The U.S. Commodity Futures Trading Commission (CFTC) has released interpretive guidance about what exactly does ‘delivery’ of digital assets constitute. The announcement followed a unanimous vote in approving the interpretive guidance. The CFTC stated:
“Specifically, the guidance clarifies the CFTC’s views regarding the ‘actual delivery’ exception to Section 2(c)(2)(D) of the Commodity Exchange Act (CEA) in the context of digital assets that serve as a medium of exchange, colloquially known as ‘virtual currencies.’”
The new move comes amid a year-long procedure which can be traced back to a settlement involving Bitfinex and CFTC. This particular settlement revolved around the accusation that the exchange failed to actually ‘deliver’ funds to different leveraged trading services clients.
It is on this basis that Steptoe & Johnson LLP, a law firm, pushed for elaborate guidance from CFTC regarding delivery.

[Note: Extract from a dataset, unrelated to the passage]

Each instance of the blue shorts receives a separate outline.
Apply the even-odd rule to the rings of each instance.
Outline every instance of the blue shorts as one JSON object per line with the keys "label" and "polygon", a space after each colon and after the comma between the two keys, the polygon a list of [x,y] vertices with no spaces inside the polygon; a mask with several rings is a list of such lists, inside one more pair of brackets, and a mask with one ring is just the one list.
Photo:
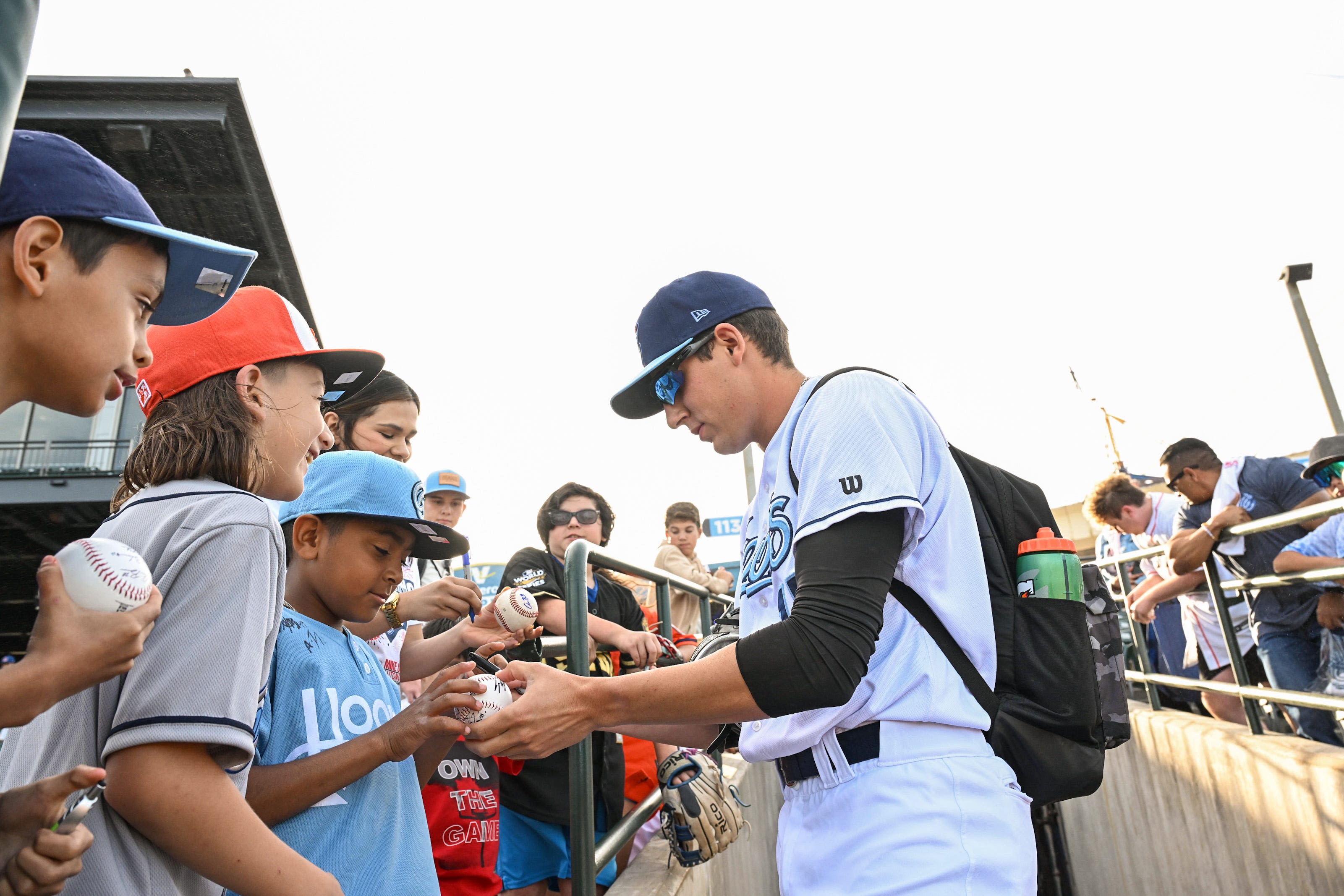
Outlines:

The new announcement from CFTC now clarifies that physical delivery will involve 28 days which means that the buyer can utilize their bought virtual assets after the expiry of this period.
The fresh guidance comprises an individual that is holding or controlling such a commodity, purchased through leverage trading as well as other techniques. Such a person will have the capacity to utilize all the volume of the commodity for commerce purposes not later than 28 days after the transaction date and can use the coins at any other time thereafter.

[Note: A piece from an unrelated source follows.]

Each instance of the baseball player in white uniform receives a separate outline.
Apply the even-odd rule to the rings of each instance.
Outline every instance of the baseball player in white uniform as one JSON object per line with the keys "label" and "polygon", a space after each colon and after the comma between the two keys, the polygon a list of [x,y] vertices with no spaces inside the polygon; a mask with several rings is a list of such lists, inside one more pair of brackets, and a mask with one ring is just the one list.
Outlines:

In addition, CFTC also clarified that the selling party, as well as the facilitating agency, does not have any powers or privileges to retain ownership.

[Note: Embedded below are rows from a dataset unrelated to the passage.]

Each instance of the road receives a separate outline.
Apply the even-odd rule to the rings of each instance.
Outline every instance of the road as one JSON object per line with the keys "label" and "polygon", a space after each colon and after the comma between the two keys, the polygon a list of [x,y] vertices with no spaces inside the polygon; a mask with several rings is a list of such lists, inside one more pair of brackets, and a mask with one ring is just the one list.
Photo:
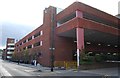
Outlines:
{"label": "road", "polygon": [[30,73],[32,68],[17,65],[0,59],[0,71],[3,76],[35,76]]}
{"label": "road", "polygon": [[[23,66],[22,64],[18,65],[17,63],[4,61],[0,59],[0,76],[19,76],[19,77],[38,77],[40,78],[62,78],[62,76],[69,76],[67,78],[105,78],[104,74],[99,74],[99,70],[90,70],[90,71],[71,71],[71,70],[54,70],[54,72],[50,72],[50,70],[45,70],[43,72],[37,71],[35,67]],[[113,69],[112,69],[113,70]],[[99,71],[99,72],[98,72]],[[97,73],[98,72],[98,73]],[[101,72],[107,72],[105,70],[101,70]],[[115,71],[116,72],[116,71]],[[114,74],[114,73],[110,73]],[[116,76],[117,74],[115,74]],[[24,77],[23,77],[24,76]],[[48,77],[43,77],[48,76]],[[53,77],[54,76],[54,77]],[[107,78],[118,78],[118,77],[107,77]]]}

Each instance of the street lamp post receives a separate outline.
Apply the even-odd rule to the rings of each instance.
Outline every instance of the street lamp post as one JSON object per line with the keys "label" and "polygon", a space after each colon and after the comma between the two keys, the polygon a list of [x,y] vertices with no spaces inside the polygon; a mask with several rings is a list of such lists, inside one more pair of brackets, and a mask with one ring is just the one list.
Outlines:
{"label": "street lamp post", "polygon": [[49,48],[51,50],[51,72],[53,72],[54,68],[54,50],[55,48]]}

The clarity by CFTC is an indication that digital assets trading has gained prevalence within the mainstream financial and commodities markets, hence the need for the continued update of clarifications and guidance. In addition, the Chicago Mercantile Exchange (CME) introduced Bitcoin options trading. This was in response to the high demand for Bitcoin trading following the launching of Bitcoin futures back in 2017. With the recent guidance and clarity, it is expected that settlement disputes will drastically go down.